Dave was in a good mood, joking around and acting looser than at any of the other shows I've seen this tour. Getting treated right by the club staff might have put him in this good mood, or maybe he was happy it was an early night. The set lists this tour not only have been shorter than in the past, they haven't featured much variety from night to night, and I've missed the lighthearted spontaneity of other tours. (Is Dave treating the tour more "seriously" this time out because he has an album to promote? Maybe the other tours were more "fun" because he was taking them in more of a nothing-to-lose spirit.) This night, however, maybe catching a bit of that Sit 'N Bull spirit, Dave played a series of familiar notes and told the audience that if they recognized the song he'd play it! It took me about .8 second to figure it out and everyone in unison shouted "I'm On An Island"! Dave had a lot of fun singing it, to Kristian's splendidly inventive steel-drum-sounding keyboard accompaniment.

For much of the show the only lighting was a spotlight on Dave with the rest of the band in semi-darkness. They did have a strobe light which was used effectively during "Bug/Debug/Life After Life." I like this number more every time I hear it, although I was sorry that only the "Bug" medley and "The Lie" were featured from the new album. It seems to me that since Dave is touring to promote a new album, it would be in his best interest to play four or five songs from it every night. One of the band members told me they had rehearsed two more of the songs from the album, so maybe some of you will get to hear them later in the tour.

My opinion on this tour is that the shows have all been too short and not up to Dave's former standards of fun.
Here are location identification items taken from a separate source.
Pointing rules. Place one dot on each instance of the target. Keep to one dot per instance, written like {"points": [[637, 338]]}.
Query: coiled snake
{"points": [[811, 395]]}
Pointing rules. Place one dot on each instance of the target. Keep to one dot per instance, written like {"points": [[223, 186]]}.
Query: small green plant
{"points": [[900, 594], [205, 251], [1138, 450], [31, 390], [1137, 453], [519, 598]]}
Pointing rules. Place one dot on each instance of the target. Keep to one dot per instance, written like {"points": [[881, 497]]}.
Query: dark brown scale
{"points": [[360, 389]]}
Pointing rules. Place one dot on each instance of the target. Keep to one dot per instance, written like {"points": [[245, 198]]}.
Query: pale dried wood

The shows have topped out at 19 songs (bottoming out at 15), as opposed to the 23-24 he used to regularly play during 1997 & 1998. The "Bug" medley is long and very exciting, but it's still only one song. As for Dave's song selection, I had the interesting experience the other day while doing some house cleaning of coming across some printouts from the Kinks Preservation Society mailing list digest from 1997 and 1998, and everyone raved at the time about Dave's song selection. But nowadays those raves have died down, as Dave plays essentially the same set every night, even telling the same jokes every night. Of course, one can argue in Dave's defense (and the defense of other performers who do this) that the show is aimed at people who have never, or seldom, seen it before, and not at nutcases like me who chase around after the band for a week or more. But I wonder, is Dave doing this because it's a job, something he can make a living at, or does he do it because he loves playing the guitar and singing? (I like to think it's both.) Wouldn't he love it even more if he shook up the set from night to night? Wouldn't it be more fun for him, for the band, and for the audience, if he varied the show more? He could easily put together a completely different set list from songs he's played before during other tours. (Think "Imaginations Real," "Unfinished Business," "Milk Cow Blues," "Lincoln County," "Funny Face," "Young and Innocent Days," "Look through Any Doorway," "She's Got Everything," "Beautiful Delilah," "Charity," "Love Gets You," "Nothing More to Lose," "There is No Life Without Love," "Mindless Child of Motherhood," "I Am Free," "Love Me Till the Sun Shines," and more.)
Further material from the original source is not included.